Inheritance of the missing next-of-kins

There were two main situations for a missing person who is a recipient of inheritance from a family member who had died before the missing person’s death was confirmed.

The first situation was when the missing person is the sole heir to the deceased or is the guardian (hajib) to other heirs. In this situation, all distribution of the deceased’s inheritance will be postponed until the missing person case was completed.

For example, in a situation where the deceased had left behind a son, who was still missing, and a biological male relative.

Because the son is the rightful heir, the deceased (his father) property will be frozen until the son’s presumption of death was obtained. After the son was declared dead then the inheritance can be distributed to the deceased’s biological male relative.

Meanwhile, the second situation was when there are other heirs who also have a share of the inheritance besides the missing person.

In this situation, the scholars had different opinions but the majority of them believed that the next of kin besides the missing person should be given the ensured share which is the lowest amount of share between the two situations.
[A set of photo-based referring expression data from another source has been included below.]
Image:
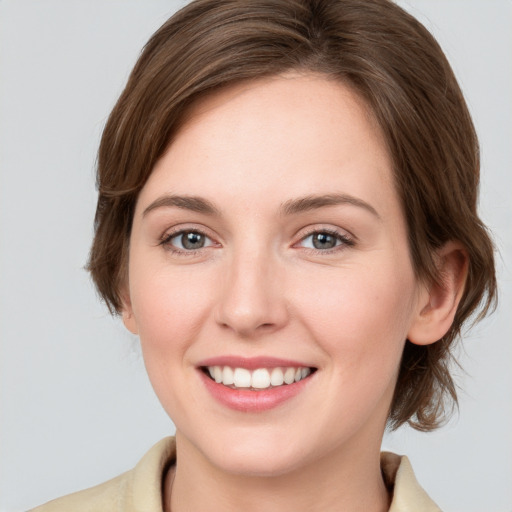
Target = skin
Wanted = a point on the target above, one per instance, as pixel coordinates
(259, 287)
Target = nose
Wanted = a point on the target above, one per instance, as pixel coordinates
(251, 301)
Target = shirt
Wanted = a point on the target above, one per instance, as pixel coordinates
(140, 489)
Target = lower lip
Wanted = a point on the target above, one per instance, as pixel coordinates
(246, 400)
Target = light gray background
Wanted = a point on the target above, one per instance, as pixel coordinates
(76, 406)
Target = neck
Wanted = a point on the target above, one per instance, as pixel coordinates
(340, 481)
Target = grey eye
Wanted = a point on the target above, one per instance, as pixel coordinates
(324, 241)
(190, 240)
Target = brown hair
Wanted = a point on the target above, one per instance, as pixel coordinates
(395, 65)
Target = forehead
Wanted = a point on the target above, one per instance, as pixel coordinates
(293, 132)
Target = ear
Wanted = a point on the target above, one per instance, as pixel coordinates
(127, 313)
(438, 304)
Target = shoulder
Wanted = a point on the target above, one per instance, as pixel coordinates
(401, 481)
(136, 490)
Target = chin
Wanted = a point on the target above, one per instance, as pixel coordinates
(255, 454)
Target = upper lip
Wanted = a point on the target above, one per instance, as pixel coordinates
(253, 363)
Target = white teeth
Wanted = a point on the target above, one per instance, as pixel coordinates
(289, 375)
(242, 378)
(261, 378)
(277, 377)
(227, 376)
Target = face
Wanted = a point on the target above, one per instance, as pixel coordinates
(270, 279)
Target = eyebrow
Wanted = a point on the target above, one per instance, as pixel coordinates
(313, 202)
(193, 203)
(290, 207)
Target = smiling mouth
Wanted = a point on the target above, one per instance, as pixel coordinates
(258, 379)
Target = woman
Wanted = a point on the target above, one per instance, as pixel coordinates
(287, 219)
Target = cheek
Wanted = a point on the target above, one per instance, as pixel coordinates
(170, 310)
(361, 317)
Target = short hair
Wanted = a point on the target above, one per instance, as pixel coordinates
(393, 63)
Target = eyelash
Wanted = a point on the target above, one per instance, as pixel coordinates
(165, 242)
(344, 241)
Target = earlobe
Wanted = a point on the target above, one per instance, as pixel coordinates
(127, 314)
(438, 304)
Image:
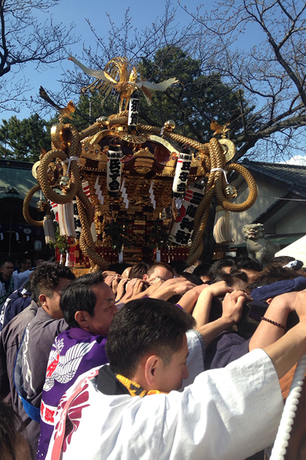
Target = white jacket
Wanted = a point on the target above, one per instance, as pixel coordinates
(226, 414)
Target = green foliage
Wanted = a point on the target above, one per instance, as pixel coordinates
(92, 106)
(24, 140)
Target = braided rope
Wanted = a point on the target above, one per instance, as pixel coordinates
(26, 208)
(213, 186)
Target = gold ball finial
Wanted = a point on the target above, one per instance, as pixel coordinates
(169, 125)
(230, 191)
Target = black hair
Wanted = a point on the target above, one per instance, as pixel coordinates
(273, 273)
(202, 269)
(79, 296)
(46, 277)
(217, 267)
(281, 260)
(230, 278)
(6, 259)
(10, 425)
(178, 266)
(248, 264)
(119, 267)
(159, 264)
(192, 277)
(138, 270)
(145, 326)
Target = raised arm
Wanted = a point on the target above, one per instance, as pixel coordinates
(272, 327)
(289, 349)
(232, 309)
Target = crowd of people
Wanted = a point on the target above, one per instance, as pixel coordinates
(148, 361)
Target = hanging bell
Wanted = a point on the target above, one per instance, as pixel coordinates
(41, 205)
(64, 181)
(230, 191)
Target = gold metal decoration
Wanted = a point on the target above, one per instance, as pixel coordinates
(129, 201)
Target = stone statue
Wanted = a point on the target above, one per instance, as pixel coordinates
(258, 246)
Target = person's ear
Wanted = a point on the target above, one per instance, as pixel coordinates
(43, 301)
(151, 369)
(81, 318)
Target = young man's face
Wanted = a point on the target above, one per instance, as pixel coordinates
(160, 273)
(171, 375)
(52, 305)
(7, 270)
(104, 311)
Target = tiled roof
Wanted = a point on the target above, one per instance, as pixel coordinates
(16, 179)
(290, 176)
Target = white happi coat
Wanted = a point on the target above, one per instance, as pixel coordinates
(226, 414)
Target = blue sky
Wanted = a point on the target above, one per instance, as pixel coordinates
(143, 14)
Going missing while performing Haj is considered as mafqud death

The 27th Fatwa Committee of the National Council for Islamic Religious Affairs Malaysia which took place on Oct 3, 1990, had discussed the issue of missing pilgrims in the tragedy of al-Muassim Tunnel in which the committee ruled that the 19 missing Malaysian pilgrims were considered as mafqud death.

The evidence or baiyinah to declare death is:

  1. Have exhausted the means to search for the missing person.
  2. There is no evidence or suspicion that they are still alive and hiding anywhere in Saudi Arabia or other countries.
  3. The missing person is not among those looking for the opportunity to flee from the country.